Üretmeden tüketen bir ülkede, başta işsizlik olmak üzere hayat pahalılığın her geçen gün artacağına işaret eden Güven, iflasların da peşi sıra geleceğini söyledi.
Sermayenin de kendini kurtarabilmek amacıyla yurt dışına taşınacağına dikkat çeken Güven, o zaman “Devlet üretimi artırmak, işsizliğe çare bulmak maksadıyla borç para bulmaya çalışır. Yolsuzluklar, rüşvet, gasp, hırsızlık ve fuhuş gibi suçlar çoğalır. “ dedi.

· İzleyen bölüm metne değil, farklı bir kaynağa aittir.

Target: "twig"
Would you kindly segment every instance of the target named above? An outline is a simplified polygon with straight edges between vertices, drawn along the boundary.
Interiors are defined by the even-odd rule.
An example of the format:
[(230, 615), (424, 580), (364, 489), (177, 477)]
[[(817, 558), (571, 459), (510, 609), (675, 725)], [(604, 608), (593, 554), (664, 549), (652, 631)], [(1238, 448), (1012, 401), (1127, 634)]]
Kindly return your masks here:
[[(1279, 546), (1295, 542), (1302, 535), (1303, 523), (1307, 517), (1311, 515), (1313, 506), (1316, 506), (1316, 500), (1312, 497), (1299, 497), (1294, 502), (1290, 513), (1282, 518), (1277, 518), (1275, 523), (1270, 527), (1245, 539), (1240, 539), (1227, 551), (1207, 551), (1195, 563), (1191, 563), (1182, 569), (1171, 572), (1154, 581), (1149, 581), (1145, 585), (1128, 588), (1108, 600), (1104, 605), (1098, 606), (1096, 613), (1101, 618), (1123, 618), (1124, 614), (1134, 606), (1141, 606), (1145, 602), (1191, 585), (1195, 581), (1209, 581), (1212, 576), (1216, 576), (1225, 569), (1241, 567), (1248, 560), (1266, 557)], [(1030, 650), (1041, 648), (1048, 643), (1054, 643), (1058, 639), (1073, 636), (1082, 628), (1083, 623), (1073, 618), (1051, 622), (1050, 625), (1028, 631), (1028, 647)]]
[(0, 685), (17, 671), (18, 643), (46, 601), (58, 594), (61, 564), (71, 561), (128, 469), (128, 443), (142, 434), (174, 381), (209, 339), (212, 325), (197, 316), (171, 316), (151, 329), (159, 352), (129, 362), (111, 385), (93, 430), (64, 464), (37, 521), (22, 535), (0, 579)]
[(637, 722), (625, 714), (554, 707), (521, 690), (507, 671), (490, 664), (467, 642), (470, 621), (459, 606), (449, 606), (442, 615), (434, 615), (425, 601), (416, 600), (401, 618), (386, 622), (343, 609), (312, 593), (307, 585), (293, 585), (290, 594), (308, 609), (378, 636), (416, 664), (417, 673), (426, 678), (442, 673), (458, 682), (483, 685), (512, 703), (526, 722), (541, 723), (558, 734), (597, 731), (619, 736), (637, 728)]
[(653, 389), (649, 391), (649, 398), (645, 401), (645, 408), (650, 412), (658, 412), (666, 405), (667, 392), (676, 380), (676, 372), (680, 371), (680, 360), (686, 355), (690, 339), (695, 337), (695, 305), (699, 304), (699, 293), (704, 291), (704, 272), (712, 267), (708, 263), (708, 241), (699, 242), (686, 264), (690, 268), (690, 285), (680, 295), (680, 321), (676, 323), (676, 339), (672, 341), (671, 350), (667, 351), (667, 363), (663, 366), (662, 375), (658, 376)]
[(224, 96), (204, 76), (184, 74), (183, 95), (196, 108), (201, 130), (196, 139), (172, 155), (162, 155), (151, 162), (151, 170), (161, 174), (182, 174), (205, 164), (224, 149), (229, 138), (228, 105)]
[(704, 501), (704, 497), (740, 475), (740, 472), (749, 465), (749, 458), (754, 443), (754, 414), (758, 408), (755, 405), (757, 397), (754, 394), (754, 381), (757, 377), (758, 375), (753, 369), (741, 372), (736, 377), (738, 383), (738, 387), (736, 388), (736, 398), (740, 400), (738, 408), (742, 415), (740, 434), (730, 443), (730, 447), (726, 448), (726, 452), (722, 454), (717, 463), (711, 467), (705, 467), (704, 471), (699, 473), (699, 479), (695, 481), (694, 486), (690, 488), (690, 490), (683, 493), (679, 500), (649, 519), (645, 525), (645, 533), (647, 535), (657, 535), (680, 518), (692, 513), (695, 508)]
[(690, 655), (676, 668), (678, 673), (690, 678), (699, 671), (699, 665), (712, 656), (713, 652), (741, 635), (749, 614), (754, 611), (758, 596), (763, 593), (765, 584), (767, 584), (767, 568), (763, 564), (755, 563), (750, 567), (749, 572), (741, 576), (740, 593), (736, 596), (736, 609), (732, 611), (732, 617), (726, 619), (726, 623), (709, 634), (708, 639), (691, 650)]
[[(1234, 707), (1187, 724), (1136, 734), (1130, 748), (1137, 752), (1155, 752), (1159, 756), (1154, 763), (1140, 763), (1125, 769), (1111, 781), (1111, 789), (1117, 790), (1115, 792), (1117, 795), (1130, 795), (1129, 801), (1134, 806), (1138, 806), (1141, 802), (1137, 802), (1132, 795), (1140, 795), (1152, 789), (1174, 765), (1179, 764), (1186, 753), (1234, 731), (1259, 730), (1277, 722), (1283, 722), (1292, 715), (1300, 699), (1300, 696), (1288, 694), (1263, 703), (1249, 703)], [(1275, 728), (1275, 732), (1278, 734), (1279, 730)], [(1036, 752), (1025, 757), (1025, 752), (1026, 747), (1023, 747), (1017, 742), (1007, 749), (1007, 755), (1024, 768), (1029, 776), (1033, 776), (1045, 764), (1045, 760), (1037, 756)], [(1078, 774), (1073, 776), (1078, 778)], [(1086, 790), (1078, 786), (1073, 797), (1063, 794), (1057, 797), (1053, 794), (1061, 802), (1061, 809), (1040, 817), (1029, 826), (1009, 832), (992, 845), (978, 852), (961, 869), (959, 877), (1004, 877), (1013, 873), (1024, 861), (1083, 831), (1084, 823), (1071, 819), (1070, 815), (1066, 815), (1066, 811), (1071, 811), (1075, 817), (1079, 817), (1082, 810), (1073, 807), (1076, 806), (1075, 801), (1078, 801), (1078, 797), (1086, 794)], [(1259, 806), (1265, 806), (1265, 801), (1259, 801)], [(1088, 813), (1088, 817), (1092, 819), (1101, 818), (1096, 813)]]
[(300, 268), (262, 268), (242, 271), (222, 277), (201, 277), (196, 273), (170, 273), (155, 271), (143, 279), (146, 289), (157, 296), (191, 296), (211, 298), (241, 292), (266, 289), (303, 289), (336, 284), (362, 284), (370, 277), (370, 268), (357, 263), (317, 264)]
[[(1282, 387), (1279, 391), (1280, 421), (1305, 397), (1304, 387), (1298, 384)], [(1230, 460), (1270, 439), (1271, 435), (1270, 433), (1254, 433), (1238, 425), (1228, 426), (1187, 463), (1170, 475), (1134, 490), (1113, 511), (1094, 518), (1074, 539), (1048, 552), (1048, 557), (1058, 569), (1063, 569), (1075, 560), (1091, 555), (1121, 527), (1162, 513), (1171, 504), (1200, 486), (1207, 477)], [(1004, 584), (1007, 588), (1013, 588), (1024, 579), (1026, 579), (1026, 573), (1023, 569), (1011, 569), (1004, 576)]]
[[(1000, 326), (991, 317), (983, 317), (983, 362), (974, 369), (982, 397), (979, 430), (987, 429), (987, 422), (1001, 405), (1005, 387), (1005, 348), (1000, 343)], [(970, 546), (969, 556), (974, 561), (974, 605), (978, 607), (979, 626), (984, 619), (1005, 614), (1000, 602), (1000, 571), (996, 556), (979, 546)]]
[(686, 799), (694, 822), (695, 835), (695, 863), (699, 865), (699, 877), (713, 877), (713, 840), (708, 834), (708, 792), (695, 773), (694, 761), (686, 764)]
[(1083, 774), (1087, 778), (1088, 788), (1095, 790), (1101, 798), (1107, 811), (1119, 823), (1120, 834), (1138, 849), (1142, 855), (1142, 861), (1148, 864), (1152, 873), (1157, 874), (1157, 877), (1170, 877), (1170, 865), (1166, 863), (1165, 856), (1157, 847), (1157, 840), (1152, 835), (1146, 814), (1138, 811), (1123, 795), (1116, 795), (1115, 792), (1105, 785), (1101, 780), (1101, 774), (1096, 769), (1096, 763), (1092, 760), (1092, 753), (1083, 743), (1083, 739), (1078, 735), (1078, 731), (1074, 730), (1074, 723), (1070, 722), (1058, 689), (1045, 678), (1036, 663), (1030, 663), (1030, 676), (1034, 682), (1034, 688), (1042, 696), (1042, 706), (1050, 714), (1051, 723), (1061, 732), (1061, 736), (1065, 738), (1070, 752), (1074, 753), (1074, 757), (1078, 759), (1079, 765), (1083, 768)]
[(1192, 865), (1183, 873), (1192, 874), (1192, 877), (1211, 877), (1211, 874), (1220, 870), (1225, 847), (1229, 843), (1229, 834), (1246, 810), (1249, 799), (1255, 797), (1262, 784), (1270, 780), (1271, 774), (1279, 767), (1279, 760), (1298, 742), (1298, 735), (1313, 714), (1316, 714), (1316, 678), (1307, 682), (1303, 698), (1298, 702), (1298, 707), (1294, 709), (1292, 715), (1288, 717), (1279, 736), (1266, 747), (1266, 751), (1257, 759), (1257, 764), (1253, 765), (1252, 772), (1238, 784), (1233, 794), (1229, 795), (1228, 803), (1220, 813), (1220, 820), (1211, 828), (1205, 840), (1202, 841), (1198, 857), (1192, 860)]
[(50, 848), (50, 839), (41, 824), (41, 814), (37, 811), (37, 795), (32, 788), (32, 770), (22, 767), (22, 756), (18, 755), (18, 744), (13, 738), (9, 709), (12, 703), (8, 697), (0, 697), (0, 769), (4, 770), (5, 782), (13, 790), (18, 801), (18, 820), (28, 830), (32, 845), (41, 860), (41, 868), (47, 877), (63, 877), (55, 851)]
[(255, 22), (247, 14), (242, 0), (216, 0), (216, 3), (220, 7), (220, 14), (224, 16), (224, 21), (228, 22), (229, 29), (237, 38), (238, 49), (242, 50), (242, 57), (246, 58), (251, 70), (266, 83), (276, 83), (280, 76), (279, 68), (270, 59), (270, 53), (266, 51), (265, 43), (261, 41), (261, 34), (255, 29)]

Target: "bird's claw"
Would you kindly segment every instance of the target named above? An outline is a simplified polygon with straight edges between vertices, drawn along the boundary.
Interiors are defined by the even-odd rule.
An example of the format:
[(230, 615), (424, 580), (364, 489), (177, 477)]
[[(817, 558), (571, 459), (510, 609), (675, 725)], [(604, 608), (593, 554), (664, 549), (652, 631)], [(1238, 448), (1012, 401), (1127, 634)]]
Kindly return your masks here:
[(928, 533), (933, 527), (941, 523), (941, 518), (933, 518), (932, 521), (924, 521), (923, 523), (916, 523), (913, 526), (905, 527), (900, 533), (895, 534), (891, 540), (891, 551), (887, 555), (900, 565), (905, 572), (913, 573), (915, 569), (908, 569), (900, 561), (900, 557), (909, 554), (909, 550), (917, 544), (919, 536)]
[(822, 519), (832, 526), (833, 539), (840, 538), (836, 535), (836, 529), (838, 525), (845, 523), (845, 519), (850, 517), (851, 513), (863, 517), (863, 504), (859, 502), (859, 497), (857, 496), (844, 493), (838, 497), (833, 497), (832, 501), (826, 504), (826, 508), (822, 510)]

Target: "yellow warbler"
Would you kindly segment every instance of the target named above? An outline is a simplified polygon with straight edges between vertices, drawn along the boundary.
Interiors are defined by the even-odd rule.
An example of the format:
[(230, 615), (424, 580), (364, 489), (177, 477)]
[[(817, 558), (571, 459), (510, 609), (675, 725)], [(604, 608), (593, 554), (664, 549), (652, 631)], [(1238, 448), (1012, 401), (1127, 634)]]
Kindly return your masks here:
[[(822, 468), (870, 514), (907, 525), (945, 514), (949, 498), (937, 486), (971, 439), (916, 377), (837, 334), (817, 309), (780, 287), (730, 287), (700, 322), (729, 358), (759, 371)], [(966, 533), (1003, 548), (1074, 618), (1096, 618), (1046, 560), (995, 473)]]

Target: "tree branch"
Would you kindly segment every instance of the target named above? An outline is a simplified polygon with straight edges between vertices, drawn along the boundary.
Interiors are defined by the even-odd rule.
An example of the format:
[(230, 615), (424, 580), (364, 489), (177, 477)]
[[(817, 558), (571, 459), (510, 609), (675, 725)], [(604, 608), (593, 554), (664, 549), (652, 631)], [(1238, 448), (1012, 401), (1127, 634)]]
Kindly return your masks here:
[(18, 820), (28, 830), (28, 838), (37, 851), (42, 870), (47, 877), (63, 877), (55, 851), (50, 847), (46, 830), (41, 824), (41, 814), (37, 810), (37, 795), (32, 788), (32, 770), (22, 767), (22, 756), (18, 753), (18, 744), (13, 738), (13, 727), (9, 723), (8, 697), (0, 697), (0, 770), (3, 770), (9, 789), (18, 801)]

Bu durumda siyasi istikrarsızlıkların baş gösterebileceğine vurgu yapan Mahmut Esat Güven: “İşin üzücü yanı, halkın duyarsızlığı ve günübirlik lüks yaşamak istemesidir. Üretime bir katkısı olmayan bu hayat tarzının, hem vatandaşın kendisine, hemde ülke ekonomisine hiçbir katkısı yoktur. Ramazan Bayramı geldi 9 gün tatil haydi Bodrum'a, Kurban Bayramı geldi haydi Didim'e, yıllık izin aldık haydi Çeşme'ye.! Dışarıdan görende," Helal olsun millette para bol, ye yiyebildiğin kadar, gez gezebildiğin kadar, para bitmiyor." der. Görüldüğü gibi değil. Bizimki bankadan aldığı borç parayla tatil yerlerine gidiyor, çektiği parayla da tatil beldelerinde tatil adına çile çekiyor. Tatil dönüşü bizimkilerde yalan mı yok? Anlattıklarını Suud Prensi Selman duysa, o bile kıskanır.!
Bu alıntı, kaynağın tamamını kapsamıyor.